I don't think this is always a problem. I start nodding off when writers dedicate more than two sentences to describing something, so I tend to only ever give any given character or object in my novel a single sentence of description wherever such brevity is possible (though I do, of course, dwell on fun things like eviscerations).
The downside is that sometimes--especially in the longer chapters where a lot is happening--this pace can be exhausting. I wrote a 4000 word chapter the other day (4000 words for a chapter is positively epic by my standards) and no matter how I tweak it, I can't make it read like it wasn't written by an overzealous crackhead. By the 1000 word mark, every sentence is crashing into every sentence the follows. Reading it feels like running a marathon where the hurtles are all placed three inches apart.
Is there any way I can fix the pacing without making the chapter boring by my own standards?
Dom:
Ha! I've had this happen to me. Totally know what you mean. :D It's caused (at least for me) by the fact that I can read a gazillion times faster than I can write. So I take a good hour to write something I'll read in 30 seconds. So the pacing can get warped.
I've found, for me, making sure I use appropriate punctuation and paragraph-ing will help slow it down a little. For example, if the character speaking or doing something pauses while they are doing that, indicate that with the text. (You might already be doing this). While it won't totally slow things down, it will do so a bit because the reader will pause slightly when the text says there is a pause.

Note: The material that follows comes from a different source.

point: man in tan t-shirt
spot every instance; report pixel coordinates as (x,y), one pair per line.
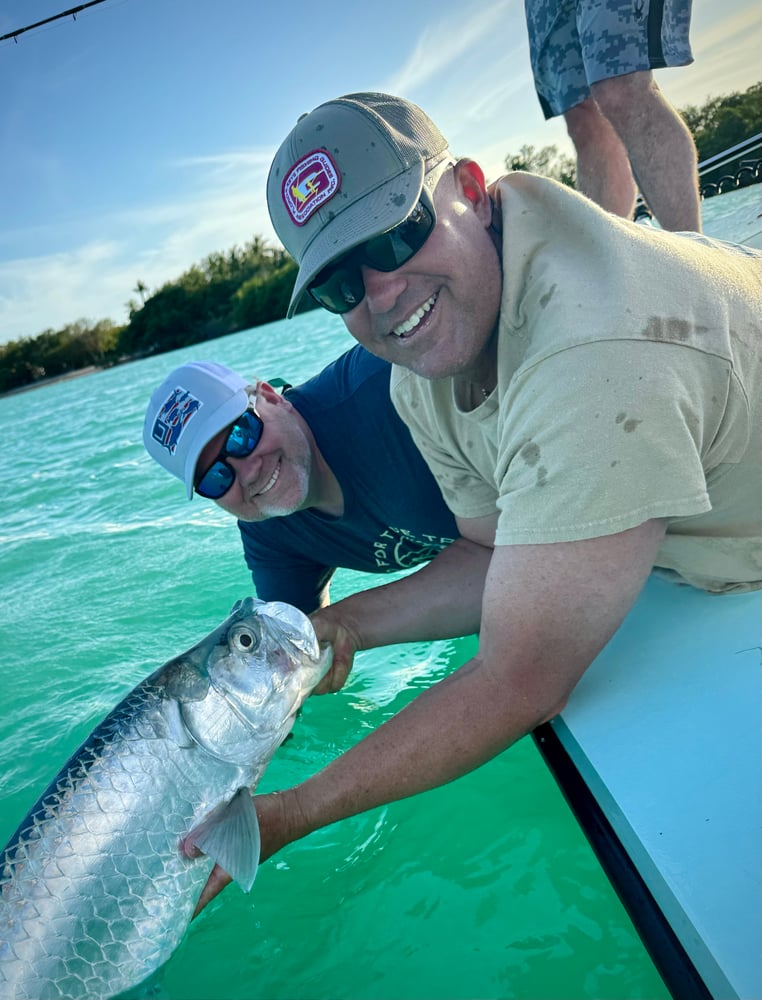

I, personally, have borrowed a technique from Terry Goodkind where I put notable sentences in their own paragraph. Here's an example of one of my opening paragraphs:
--- Quote --- There's a place in rural Illinois in the cornfields between Chicago and Champaign where if you asked the locals if they believed in the supernatural, they would tell you that they knew a Satanist that made devil's food cake that was positively demonic. And they'd grin a little when saying it. If pressed, they'd roll their eyes and tell you you've been watching too many Hollywood films if you believed everyone living the rural life was a backwards illiterate hick. The internet brings everyone together and spreads information and knowledge, don't cha know? And so what if most of the internet connections are still dial up (since DSL is impossible and cable isn't laid down yet, and might never)? It just means it takes a bit longer to pirate the latest country and western song.
Wink.
There really was a Satanist around who made a mean devil's cake. My mother.

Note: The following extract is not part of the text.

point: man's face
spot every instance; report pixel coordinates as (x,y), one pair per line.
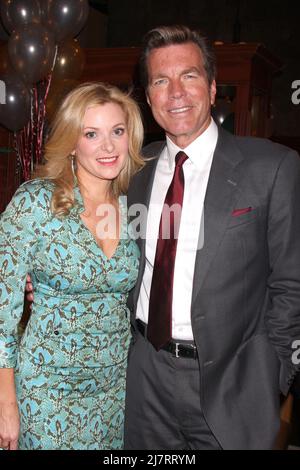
(178,92)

"I can hear your teeth rotting," my friend Jay's grandmother said, reaching across the little table to pick up the sticky knife and cut herself a generous slice of double-chocolate fudge devil's cake. "But I don't have any teeth any more, so this is ok for me."
--- End quote ---
Note how the middle two lines are in paragraphs of their own, pretty much. Doing that slows down the pacing a bit.

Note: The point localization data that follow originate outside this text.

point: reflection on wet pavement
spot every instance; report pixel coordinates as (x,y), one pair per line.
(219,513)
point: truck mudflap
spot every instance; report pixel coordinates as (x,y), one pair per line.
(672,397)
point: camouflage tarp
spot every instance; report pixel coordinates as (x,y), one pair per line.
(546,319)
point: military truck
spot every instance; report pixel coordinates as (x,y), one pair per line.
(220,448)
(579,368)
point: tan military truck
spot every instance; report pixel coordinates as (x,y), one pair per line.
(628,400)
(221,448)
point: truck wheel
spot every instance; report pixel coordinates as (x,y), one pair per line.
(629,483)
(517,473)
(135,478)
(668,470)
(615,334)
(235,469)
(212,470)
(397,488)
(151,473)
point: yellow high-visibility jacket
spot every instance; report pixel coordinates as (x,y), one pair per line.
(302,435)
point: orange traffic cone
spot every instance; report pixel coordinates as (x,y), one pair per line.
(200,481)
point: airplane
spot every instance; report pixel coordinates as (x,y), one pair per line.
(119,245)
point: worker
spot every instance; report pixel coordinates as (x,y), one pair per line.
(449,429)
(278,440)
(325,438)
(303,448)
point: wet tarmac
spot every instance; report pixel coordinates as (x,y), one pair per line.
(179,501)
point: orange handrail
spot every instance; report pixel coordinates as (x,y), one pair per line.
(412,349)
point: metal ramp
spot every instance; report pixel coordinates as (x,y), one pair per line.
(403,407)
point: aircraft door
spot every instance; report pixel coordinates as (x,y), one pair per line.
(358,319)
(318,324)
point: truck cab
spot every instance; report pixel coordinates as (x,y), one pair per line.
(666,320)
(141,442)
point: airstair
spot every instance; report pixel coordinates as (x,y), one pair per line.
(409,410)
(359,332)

The second part is to "bulk things up". I do that by adding descriptions if needed, adding character thoughts on the events happening (ie, the character might have a peanut gallery in their head), and adding narration.
::thinks::
::thinks some more::
I keep wanting to ask you if I can see a sample. Would you be against posting or IMing a sample of a few paragraphs so I can see what you're doing? I, and others, might have a better idea of what you should do to fix this if we can see how fast you're going. (If you don't want to, that's ok, just a suggestion.)
terroja:
--- Quote from: Dom on August 28, 2006, 04:55:09 AM ---I keep wanting to ask you if I can see a sample. Would you be against posting or IMing a sample of a few paragraphs so I can see what you're doing? I, and others, might have a better idea of what you should do to fix this if we can see how fast you're going. (If you don't want to, that's ok, just a suggestion.)
--- End quote ---
I don't think the pacing problems would be evident from a few sample paragraphs. You'd have to read the whole chapter, and that's a lot to ask of someone. But I don't mind sending it to you if you'd be willing to help.
Dom:
So it's more of an overall-pacing thing, rather than an intra-scene pacing thing? My pacing problems tend to show up within a few paragraphs...it's sort of like tripping while going down a steep hill; a few false steps and suddenly you're jogging, then tumbling, then falling down the hill.
How much narration do you use? Narration as in, you sum things up in a few paragraphs, rather then going action-by-action as it happens? I've noticed it's easy to get pacing problems if you keep doing "show, don't tell" too vigorously and don't put in enough, or proper, narration in to balance it. If you follow that "rule" too strictly, you end up showing EVERYTHING, and you end up with action after action after action so you end up just running along too quickly with no pause for breath.
(Am I making any sort of sense?)
terroja:
I'm afraid I don't quite get what you're saying.